Grid Search parameter and cross-validated data set in KNN classifier in Scikit-learn

  1. Yes you can CV on your entire dataset it is viable, but I still suggest you to at least split your data into 2 sets one for CV and one for testing.

  2. The .score function is supposed to return a single float value according to the documentation which is the score of the best estimator(which is the best scored estimator you get from fitting your GridSearchCV) on the given X,Y

  3. If you saw that the best parameter is 14 than yes you can go on whith using it in your model, but if you gave it more parameters you should set all of them. (- I say that because you haven't given your parameters list) And yes it is legitimate to check your CV once again just in case if this model is as good as it should.

Hope that makes the things clearer :)


If the dataset is small, you may not have the luxury for a train/test split. People often estimate the predictive power of the model solely based on cross-validation. In your code above, the GridSearchCV performs 5-fold cross-validation when you fit the model (clf.fit(X, y)) by splitting your train set into an inner train set (80%) and a validation set (20%).

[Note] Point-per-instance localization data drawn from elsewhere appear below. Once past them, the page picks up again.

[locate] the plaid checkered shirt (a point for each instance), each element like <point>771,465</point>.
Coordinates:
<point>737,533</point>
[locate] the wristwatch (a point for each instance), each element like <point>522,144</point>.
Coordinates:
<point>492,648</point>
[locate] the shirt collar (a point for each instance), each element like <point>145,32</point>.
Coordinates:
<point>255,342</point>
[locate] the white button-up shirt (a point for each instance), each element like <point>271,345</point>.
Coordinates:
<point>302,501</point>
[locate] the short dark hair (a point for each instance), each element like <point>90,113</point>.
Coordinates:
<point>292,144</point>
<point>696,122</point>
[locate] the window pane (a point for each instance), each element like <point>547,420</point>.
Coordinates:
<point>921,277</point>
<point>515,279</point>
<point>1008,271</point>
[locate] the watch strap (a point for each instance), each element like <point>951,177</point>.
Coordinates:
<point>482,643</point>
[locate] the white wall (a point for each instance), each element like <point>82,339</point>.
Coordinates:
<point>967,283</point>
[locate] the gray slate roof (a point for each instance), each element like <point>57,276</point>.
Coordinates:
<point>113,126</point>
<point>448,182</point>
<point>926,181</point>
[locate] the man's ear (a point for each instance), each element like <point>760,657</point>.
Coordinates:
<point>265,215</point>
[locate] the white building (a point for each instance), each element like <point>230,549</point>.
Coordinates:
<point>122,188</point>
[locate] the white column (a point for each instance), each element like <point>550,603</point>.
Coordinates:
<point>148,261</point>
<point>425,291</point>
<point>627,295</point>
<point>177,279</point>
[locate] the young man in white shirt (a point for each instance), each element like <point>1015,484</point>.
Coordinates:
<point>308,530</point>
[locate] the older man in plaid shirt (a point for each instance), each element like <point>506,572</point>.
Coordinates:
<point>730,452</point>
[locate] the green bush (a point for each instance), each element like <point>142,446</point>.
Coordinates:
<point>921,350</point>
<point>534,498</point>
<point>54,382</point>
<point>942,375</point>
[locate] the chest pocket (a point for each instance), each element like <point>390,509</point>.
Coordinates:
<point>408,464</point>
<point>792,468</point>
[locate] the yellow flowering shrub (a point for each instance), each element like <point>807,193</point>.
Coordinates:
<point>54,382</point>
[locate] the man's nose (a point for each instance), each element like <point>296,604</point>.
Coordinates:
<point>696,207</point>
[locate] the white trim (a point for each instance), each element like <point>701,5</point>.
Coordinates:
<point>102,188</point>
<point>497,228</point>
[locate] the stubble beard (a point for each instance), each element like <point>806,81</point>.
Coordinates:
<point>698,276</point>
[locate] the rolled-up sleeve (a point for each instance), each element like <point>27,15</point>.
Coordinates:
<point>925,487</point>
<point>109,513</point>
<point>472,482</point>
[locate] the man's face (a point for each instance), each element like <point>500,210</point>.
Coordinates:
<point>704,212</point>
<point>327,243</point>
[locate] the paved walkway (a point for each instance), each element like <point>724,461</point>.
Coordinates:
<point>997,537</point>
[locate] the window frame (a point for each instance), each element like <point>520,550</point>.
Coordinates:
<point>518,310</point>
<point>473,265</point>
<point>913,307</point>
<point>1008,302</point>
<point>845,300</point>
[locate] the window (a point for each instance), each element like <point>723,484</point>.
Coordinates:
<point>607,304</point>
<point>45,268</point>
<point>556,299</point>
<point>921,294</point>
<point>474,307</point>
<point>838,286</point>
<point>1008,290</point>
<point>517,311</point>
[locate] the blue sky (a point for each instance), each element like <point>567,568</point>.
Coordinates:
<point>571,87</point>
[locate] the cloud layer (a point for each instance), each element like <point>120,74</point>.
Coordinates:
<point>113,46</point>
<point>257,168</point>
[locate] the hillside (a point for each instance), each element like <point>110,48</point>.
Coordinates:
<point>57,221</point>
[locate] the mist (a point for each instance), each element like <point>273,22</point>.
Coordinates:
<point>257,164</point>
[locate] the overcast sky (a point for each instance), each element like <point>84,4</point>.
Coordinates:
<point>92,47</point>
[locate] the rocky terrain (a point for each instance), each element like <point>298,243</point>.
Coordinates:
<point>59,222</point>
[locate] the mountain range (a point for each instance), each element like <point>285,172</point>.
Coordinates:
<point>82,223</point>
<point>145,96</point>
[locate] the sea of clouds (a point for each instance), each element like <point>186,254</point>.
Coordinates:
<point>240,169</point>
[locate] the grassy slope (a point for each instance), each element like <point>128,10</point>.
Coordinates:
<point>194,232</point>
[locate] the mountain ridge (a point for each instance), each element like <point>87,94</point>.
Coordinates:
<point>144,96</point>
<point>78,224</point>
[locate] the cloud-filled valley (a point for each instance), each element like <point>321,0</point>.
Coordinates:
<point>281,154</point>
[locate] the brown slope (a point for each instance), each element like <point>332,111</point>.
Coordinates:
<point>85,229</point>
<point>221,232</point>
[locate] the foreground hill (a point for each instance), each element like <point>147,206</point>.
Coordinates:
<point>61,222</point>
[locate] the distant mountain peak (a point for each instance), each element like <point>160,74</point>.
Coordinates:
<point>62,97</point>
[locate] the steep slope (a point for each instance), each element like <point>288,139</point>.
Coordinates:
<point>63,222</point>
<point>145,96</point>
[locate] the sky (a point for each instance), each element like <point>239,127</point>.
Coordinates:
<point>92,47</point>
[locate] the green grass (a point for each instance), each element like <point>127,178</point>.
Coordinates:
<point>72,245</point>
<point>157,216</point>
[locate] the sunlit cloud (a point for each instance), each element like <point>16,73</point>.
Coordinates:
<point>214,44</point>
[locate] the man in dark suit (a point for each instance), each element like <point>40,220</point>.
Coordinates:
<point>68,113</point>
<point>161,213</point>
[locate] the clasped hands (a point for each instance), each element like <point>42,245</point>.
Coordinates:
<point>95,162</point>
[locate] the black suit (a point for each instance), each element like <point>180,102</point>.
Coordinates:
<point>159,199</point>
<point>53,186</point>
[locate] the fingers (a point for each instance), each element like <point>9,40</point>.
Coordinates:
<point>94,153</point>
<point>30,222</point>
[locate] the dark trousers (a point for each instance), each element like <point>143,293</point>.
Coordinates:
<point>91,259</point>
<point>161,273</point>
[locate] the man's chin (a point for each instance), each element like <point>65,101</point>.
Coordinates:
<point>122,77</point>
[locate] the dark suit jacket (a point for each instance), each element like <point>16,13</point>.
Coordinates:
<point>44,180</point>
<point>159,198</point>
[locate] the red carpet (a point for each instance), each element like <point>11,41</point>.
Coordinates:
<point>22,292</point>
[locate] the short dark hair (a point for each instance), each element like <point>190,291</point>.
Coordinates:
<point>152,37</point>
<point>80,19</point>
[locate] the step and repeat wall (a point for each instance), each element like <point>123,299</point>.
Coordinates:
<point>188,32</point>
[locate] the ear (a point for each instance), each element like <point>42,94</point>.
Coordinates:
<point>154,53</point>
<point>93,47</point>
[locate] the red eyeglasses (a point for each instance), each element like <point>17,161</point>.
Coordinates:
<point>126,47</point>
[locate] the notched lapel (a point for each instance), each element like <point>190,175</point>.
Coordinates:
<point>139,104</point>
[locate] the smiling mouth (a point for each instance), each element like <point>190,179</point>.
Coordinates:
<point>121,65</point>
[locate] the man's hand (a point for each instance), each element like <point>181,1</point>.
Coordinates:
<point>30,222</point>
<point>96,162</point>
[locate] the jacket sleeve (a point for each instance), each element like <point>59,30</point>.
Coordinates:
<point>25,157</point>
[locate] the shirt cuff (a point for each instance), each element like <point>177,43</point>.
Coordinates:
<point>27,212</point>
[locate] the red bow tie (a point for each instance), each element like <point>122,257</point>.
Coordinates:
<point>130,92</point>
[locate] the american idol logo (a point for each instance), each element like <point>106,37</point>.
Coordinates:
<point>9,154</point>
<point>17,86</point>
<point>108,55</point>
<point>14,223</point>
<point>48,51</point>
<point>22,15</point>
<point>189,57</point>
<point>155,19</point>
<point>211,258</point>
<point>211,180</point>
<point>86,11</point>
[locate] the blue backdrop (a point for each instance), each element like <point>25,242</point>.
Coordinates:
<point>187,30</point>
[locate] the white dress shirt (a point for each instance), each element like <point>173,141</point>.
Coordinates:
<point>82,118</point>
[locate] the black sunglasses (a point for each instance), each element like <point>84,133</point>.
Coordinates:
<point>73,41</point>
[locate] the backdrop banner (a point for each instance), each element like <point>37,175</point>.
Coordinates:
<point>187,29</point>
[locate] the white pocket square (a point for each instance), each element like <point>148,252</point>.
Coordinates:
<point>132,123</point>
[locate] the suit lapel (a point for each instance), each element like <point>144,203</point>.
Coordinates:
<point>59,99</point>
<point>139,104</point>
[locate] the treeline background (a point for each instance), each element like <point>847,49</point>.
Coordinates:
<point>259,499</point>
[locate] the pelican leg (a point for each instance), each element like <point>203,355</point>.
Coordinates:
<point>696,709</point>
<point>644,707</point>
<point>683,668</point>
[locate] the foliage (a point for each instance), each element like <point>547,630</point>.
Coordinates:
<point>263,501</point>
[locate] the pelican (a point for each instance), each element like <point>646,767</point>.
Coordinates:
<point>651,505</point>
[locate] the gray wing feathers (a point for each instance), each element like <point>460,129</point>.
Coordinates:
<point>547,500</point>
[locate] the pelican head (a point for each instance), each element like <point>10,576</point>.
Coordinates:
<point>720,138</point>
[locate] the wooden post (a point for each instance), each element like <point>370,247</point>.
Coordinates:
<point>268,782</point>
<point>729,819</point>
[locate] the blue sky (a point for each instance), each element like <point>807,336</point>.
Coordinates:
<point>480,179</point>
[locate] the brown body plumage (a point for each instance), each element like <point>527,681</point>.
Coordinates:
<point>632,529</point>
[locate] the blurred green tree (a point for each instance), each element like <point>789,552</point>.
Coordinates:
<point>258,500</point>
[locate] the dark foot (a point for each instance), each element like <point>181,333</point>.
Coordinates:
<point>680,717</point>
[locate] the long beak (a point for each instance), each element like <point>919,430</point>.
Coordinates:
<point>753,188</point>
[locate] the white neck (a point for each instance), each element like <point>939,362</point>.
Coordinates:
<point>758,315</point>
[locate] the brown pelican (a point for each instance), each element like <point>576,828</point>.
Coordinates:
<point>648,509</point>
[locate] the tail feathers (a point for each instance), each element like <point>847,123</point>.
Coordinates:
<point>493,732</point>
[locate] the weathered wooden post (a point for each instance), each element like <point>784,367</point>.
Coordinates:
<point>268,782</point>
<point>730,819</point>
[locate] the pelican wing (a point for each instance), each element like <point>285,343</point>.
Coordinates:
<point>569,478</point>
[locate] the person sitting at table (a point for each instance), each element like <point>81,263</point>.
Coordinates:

You can access the model performance metrics including validation scores through clf.cv_results_. The metrics you want to look at including mean_test_score (In your case, you should have 1 score for each n_neighbor). You may also want to turn on 'mean_train_score' to have a sense of whether the model is overfitting. See sample code below for model setup (Note knn is a non-parametric ML model that is sensitive to the scale of the features so people often normalize features using StandardScaler):

    pipe = Pipeline([
        ('sc', StandardScaler()),     
        ('knn', KNeighborsClassifier(algorithm='brute')) 
    ])
    params = {
        'knn__n_neighbors': [3, 5, 7, 9, 11] # usually odd numbers
    }
    clf = GridSearchCV(estimator=pipe,           
                      param_grid=params, 
                      cv=5,
                      return_train_score=True) # Turn on cv train scores
    clf.fit(X, y)

A quick tip: the square-root of the number of samples is usually a good choice of n_neighbor so make sure you include that in your GridSearchCV. Hope this is helpful.